For our quarter milestone, we spent time refining our ideas and formulating a plan of action. This was a big week for in terms of Design, as we finalized our mission for the rest of the project and came up with a few key points describing our goals.

We are:

  • Prototyping and experimenting
  • Visualizing song mixing tools/concepts
  • Creating a playground for discovering mixing tools/concepts

We are NOT:

  • Recreating/replacing a Digital Audio Workstation (DAW) in VR
  • Creating a purely educational tool
  • Creating spatial audio

Design: Concepts and layouts

We discussed and created rough concepts and storyboards for our first playable prototype of the basic functionalities.

Main Area

This is a rough depiction of the representation for the music tracks and controls in the VR space. We based this design on the album art of Paul McCartney’s Press single. The tracks are laid out as if in an amphitheater and the player stands in the middle, as if they are the conductor.

Track Selection

Each track of the loaded song can be tweaked using the controller by pointing to it and pressing the triggers/buttons. This is done to allow interaction with objects that are far from the player.

Tool Selection

Once a track is selected, a small fan-out menu with a few buttons opens up. The player can then select a tool from this menu to apply to the selected track. Ex. : reverb, EQ, etc.

Reverb Visualization

This is a sample concept for the visualization of the reverb tool. For a reverb preset of cathedral, we could render the inside of a cathedral to let the player associate the effect of the tool to a real life concept.

Art: Deciding on the style

Mood board for the art style

Tech: Programming the interface

From the tech side of things, we wanted to focus on getting the basic functionalities working and implement the look of the “Home Screen” along with the interactions for handling the tracks. We were able to successfully get the following functionality working in a very short time span

  1. Playback functionality for the entire song
    1. Play
    2. Pause
    3. Stop
  2. Global Mute/Unmute

We also managed to get the following interactions working:

  1. Using the controller trigger for all the functionalities mentioned above
  2. Being able to drag the Track orb on the “Track field” and constrain it on this stage like plane

These functionalities will then be used to map Volume and Panning controls for the track orbs since this is our next iteration on the interaction for handling levels and panning. 

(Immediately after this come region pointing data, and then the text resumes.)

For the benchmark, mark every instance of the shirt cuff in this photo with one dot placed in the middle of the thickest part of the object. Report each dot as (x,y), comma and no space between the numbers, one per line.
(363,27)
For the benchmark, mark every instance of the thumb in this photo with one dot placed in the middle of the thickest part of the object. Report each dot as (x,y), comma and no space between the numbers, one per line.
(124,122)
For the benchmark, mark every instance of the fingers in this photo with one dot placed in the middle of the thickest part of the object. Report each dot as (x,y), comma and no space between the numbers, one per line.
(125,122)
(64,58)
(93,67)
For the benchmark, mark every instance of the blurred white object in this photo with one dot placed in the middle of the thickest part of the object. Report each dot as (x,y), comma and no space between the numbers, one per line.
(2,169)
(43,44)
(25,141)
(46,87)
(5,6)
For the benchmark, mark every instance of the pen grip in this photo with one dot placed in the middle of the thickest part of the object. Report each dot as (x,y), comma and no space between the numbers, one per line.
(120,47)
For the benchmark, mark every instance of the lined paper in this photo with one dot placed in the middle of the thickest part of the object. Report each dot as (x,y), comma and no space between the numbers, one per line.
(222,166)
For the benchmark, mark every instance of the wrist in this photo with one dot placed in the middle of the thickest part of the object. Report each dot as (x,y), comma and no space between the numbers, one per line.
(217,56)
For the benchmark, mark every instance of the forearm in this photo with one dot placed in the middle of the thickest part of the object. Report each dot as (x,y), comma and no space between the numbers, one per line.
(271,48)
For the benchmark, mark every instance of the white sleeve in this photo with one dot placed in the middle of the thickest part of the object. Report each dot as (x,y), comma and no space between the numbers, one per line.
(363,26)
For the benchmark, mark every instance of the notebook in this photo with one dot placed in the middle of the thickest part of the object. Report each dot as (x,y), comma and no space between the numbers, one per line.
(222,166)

We also looked at adding the FFT DSP unit programmatically onto the master bus since we will be driving some basic audio reactive visuals that aren’t very costly from the audio spectrum data that’s coming out of the master bus

The goal for next week tech wise would be:

  1. Finish implementing the mapping and visuals for panning and levels for the orbs.
  2. Implement the visuals for muted/unmuted tracks and “Active audio” tracks from the audio data that comes out of each track’s channel group.
  3. Create a framework that could be used to drive any sort of visuals for both entire song (master bus) and individual tracks.
  4. Start researching on the DSP API for Reverb and EQ since those will be the next tools that we will target.